The Investment Example
You buy a stock at $100 per share and invest $10,000. Six months later, it's worth $5,000 — a devastating 50% loss. A rational question is: based on current fundamentals, is this stock worth holding? Is the business improving or deteriorating? Should I redeploy this $5,000 to a better opportunity?
But the sunk cost fallacy whispers: "You've already lost $5,000. If you sell now, that loss is permanent. Hold and wait for it to recover to $10,000 so you break even."
This logic is backwards. The $5,000 loss is already permanent — it happened when the stock fell from $100 to $50. Selling or holding doesn't change that.
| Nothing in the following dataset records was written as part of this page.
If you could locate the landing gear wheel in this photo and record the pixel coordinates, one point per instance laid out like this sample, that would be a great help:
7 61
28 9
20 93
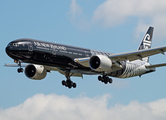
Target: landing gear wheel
110 80
20 70
99 78
68 83
63 82
105 79
74 85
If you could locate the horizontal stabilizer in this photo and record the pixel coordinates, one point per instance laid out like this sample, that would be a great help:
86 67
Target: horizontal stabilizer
157 65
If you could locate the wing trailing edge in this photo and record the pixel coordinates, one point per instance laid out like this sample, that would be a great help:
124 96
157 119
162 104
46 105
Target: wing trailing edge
156 65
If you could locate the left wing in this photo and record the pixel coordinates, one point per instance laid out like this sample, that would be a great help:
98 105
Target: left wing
135 55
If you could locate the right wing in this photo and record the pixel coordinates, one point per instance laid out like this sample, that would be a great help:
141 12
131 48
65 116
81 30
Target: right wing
157 65
131 56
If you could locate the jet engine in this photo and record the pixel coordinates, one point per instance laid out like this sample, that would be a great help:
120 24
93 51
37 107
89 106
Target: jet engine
36 72
100 63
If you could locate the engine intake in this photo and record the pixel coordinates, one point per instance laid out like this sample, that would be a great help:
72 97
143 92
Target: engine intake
36 72
100 63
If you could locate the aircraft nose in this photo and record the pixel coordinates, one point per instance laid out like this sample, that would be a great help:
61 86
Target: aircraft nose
7 49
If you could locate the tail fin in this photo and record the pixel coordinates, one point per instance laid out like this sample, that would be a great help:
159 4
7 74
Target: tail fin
146 42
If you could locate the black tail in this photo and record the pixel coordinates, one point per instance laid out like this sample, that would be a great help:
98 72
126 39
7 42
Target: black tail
146 42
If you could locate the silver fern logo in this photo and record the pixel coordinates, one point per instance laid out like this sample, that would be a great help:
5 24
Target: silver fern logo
147 42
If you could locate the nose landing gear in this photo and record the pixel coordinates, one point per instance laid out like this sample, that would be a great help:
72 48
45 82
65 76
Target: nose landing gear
19 70
68 83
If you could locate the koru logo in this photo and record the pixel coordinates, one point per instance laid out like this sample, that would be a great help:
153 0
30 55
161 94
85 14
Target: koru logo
147 42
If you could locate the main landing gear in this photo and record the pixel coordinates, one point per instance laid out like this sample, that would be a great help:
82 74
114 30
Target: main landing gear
19 70
105 79
68 83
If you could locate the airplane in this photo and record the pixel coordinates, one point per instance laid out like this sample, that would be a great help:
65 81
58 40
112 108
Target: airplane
43 57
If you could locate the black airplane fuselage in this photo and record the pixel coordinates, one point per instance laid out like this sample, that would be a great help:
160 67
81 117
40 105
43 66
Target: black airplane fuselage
53 54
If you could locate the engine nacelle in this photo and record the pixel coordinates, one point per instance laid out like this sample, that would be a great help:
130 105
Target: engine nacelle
100 63
36 72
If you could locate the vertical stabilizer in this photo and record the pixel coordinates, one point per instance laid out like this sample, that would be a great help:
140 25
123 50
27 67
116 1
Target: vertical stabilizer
146 42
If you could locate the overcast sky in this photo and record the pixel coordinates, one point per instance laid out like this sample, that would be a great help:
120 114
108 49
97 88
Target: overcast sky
114 26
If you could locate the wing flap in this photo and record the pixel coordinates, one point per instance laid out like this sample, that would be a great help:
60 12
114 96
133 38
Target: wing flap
83 61
156 65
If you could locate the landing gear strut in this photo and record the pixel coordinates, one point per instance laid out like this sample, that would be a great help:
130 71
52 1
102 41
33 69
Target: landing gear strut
68 83
105 79
19 70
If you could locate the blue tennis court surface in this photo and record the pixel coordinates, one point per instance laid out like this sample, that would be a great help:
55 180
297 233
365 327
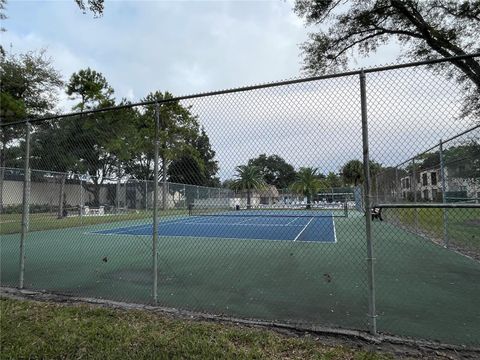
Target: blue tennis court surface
301 229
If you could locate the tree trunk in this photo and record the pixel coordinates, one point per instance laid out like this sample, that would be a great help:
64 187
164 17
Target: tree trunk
60 196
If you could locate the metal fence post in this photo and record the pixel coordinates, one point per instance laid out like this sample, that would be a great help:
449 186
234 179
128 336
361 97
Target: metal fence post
414 180
155 206
398 185
146 195
25 206
444 196
368 220
81 200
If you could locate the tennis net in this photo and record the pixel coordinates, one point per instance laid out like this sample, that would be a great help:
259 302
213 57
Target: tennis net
315 210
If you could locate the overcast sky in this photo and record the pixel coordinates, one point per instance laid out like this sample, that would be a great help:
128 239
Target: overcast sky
180 46
198 46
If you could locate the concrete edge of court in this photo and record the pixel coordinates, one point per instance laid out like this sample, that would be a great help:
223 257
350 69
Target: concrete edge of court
382 342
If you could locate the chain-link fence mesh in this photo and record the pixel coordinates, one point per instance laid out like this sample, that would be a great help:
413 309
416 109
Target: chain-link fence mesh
251 203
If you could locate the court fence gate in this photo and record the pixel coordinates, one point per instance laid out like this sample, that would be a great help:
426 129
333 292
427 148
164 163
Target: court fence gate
346 201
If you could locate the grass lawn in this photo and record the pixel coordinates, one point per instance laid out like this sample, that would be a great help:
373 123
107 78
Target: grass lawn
462 225
45 330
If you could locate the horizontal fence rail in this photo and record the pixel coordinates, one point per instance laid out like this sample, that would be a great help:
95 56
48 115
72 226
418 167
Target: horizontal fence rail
346 201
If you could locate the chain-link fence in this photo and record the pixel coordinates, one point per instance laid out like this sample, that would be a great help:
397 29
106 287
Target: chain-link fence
255 203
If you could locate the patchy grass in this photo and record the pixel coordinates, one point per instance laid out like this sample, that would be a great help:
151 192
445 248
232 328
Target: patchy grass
45 330
462 230
12 223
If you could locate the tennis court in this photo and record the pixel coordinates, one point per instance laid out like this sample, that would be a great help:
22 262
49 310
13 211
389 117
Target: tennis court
273 225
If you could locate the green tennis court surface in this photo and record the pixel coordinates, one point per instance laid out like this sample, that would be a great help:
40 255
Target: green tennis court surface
423 290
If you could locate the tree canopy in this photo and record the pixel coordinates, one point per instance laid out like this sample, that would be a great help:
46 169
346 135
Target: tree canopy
424 29
275 170
307 183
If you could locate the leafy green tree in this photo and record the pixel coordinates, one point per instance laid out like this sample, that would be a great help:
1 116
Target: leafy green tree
177 136
275 170
91 88
202 144
187 170
100 141
333 180
248 178
28 88
95 6
307 183
352 172
423 28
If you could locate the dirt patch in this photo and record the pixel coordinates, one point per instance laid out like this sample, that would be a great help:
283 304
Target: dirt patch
400 348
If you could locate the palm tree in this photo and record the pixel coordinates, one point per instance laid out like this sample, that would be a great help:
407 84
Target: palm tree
352 172
248 178
307 183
The only relevant question is: will this $5,000 generate better returns here or elsewhere?
If you hold a losing stock and it recovers to $8,000, you feel you "only lost" $2,000. But if you'd sold at $5,000 and reinvested in a better opportunity that reached $8,000, you'd have recovered some loss and made a better decision. The sunk cost fallacy prevented the right choice.
Real-World Examples
Business ventures: You invested $50,000 in a business three years ago. It's failing. A rational analysis: the business will likely continue failing and burn another $20,000 before shutting down. The right decision is to shut it down now, salvage what remains, and redeploy the $50,000 base.
But sunk cost fallacy says: "I've already invested $50,000; I can't walk away. Let me invest another $20,000 to see if we can turn it around." This is doubling down on a losing bet because of past losses.
Education: You spent $40,000 on a degree in a field you hate. A sunk cost fallacy response is to stay in that field because you've "invested so much." The rational response is: the $40,000 is gone regardless. Where will I have a better career — here or elsewhere?
The Key Insight
Sunk costs are irrelevant to all decisions. They happened in the past. Future decisions should be based on future value, not past prices.
A decision framework that ignores sunk costs: evaluate the asset's future prospects and value. If it's no longer worth holding, sell it. The fact that you overpaid in the past is information about your past judgment. It's not guidance for your present decision.